Local Analgesia From Percutaneous Electrical Stimulation: A Peripheral Mechanism

Author Affiliations

New Haven, Conn
From the Section of Neurosurgery, Department of Surgery, Yale University School of Medicine, New Haven, Conn.

Arch Neurol. 1973;28(5):347-350. doi:10.1001/archneur.1973.00490230083012
Abstract

Pain and touch thresholds to a needle stimulus were measured on a finger of each of 11 subjects as a function of the presence or absence of continuous, 100-hertz, 1-msec electrical stimulation delivered proximally to the digital nerves of the finger tested at intensities of either 10 to 12 v, 22 v, or 50 v. At 10 to 12 v touch threshold alone was elevated; at 22 v both touch and pain thresholds were elevated; and at 50 v anesthesia and analgesia resulted.
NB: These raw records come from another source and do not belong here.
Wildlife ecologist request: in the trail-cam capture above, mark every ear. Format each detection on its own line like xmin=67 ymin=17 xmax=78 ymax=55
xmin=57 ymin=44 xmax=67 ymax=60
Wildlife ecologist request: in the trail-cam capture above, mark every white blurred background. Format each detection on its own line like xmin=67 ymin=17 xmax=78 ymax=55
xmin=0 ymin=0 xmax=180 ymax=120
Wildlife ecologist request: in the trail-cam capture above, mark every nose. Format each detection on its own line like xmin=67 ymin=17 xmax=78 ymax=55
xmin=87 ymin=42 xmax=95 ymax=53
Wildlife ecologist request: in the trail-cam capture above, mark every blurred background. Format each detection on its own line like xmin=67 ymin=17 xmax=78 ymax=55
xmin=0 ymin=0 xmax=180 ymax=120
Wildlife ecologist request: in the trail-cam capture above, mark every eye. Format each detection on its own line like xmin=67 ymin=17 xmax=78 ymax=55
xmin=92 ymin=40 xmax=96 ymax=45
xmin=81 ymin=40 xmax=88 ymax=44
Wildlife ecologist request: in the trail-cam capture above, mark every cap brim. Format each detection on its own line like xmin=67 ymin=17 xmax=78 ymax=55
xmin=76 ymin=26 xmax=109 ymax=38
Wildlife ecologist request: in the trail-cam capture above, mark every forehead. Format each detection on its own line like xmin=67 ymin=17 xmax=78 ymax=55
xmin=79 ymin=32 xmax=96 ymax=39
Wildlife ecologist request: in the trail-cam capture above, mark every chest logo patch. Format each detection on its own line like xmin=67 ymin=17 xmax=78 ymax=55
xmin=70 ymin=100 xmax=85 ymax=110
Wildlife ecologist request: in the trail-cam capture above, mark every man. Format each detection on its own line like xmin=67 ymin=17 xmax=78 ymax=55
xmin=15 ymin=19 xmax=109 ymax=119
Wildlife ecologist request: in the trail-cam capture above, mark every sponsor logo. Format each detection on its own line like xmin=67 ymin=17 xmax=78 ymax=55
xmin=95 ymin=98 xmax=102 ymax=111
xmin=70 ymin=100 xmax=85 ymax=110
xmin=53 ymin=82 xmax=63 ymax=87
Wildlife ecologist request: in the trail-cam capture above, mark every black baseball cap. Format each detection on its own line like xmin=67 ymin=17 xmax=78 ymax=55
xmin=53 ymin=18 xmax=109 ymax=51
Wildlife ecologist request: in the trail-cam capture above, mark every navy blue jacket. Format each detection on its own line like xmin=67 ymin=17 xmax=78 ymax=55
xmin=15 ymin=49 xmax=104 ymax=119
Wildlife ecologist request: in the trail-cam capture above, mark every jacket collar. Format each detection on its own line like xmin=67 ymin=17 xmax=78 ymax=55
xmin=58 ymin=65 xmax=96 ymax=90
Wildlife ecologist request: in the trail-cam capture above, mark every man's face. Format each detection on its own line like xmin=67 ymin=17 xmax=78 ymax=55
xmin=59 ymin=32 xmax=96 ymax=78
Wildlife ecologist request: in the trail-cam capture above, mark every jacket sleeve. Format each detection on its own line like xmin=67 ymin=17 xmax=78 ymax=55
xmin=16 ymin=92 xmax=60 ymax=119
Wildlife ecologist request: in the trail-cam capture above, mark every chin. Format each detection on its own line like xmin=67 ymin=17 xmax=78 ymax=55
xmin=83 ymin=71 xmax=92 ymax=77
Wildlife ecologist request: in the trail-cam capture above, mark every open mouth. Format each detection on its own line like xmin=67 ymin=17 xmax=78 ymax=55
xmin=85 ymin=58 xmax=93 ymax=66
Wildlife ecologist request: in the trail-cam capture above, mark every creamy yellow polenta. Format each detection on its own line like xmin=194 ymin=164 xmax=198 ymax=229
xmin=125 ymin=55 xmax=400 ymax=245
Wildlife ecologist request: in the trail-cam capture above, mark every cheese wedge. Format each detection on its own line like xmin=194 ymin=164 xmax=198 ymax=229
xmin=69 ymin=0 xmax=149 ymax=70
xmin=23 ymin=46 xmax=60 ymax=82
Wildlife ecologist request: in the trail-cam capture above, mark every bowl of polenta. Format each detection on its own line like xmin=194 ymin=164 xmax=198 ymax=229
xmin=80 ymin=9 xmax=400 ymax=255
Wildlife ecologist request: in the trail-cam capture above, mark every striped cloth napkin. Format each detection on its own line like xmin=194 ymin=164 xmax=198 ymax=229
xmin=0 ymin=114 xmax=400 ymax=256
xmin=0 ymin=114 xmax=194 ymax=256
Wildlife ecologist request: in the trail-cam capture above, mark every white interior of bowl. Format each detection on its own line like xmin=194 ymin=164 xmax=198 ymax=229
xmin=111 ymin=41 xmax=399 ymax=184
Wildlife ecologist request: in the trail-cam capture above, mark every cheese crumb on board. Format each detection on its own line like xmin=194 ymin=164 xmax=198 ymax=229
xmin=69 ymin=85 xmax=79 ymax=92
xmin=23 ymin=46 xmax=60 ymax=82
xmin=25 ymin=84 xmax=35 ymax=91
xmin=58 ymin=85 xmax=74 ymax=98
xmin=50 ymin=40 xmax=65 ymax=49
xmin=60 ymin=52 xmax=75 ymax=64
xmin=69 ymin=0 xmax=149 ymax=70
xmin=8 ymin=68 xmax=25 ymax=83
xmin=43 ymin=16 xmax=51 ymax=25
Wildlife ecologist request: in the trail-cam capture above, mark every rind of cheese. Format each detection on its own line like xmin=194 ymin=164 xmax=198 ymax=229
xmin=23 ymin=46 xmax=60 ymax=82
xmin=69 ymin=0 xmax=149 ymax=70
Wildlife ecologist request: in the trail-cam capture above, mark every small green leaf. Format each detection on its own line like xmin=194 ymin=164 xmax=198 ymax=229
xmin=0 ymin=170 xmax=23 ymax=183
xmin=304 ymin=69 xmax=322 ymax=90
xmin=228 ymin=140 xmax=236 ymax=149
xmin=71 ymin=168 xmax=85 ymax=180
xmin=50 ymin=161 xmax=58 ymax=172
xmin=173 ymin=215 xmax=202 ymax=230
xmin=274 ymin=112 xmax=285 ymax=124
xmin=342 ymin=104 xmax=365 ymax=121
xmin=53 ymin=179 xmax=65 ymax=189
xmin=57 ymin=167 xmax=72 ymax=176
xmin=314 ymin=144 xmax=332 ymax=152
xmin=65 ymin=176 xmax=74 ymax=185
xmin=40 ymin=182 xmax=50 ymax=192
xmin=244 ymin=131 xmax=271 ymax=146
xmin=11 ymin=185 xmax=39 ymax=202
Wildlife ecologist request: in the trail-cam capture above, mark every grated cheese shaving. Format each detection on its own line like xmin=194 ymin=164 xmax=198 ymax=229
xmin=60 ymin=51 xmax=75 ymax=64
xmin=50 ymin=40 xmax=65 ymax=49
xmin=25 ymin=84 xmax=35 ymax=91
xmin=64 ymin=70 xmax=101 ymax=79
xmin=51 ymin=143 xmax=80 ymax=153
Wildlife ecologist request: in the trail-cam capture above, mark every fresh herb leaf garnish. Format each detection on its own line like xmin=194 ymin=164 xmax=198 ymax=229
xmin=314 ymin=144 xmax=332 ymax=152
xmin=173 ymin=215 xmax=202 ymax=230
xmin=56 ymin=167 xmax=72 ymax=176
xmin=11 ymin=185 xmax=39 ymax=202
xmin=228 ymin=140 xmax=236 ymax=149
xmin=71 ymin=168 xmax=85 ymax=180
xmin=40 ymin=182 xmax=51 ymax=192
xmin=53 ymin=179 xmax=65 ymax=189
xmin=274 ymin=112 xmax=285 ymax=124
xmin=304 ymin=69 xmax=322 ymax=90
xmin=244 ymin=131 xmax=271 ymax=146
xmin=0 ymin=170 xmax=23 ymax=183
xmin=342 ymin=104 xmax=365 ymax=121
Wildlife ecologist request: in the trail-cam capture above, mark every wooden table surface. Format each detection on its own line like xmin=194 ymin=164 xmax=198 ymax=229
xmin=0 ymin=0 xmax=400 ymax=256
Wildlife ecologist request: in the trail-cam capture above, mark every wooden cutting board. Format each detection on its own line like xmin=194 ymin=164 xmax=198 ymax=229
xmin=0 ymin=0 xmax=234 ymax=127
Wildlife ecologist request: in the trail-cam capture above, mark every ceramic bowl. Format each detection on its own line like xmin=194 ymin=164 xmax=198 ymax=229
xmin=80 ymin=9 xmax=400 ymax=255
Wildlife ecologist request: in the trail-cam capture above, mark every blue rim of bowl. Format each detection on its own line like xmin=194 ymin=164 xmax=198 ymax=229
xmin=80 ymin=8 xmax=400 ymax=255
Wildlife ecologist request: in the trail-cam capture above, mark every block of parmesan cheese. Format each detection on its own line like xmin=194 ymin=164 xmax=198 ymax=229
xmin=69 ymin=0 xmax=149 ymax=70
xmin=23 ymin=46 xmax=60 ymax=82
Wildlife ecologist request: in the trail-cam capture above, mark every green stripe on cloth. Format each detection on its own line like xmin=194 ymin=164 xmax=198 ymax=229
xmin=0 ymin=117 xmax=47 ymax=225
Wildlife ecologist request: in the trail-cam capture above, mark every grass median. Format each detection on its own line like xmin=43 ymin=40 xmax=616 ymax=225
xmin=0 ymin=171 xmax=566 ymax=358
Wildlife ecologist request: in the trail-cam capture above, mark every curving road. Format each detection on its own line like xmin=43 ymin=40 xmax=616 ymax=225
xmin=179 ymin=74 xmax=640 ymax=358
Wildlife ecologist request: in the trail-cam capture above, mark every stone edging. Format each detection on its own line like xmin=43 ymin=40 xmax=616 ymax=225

The averaged median nerve compound action potential resulting from either periodic bursts or continuous 50-v, 100-Hz, 0.5-msec duration electrical stimulation to the digital nerves of a finger was studied in each of five subjects. An A-delta wave was recorded with periodic bursts of stimuli, but was absent with continuous stimulation. These results indicate that analgesia from electrical stimulation results from peripheral blockade of A-delta fibers.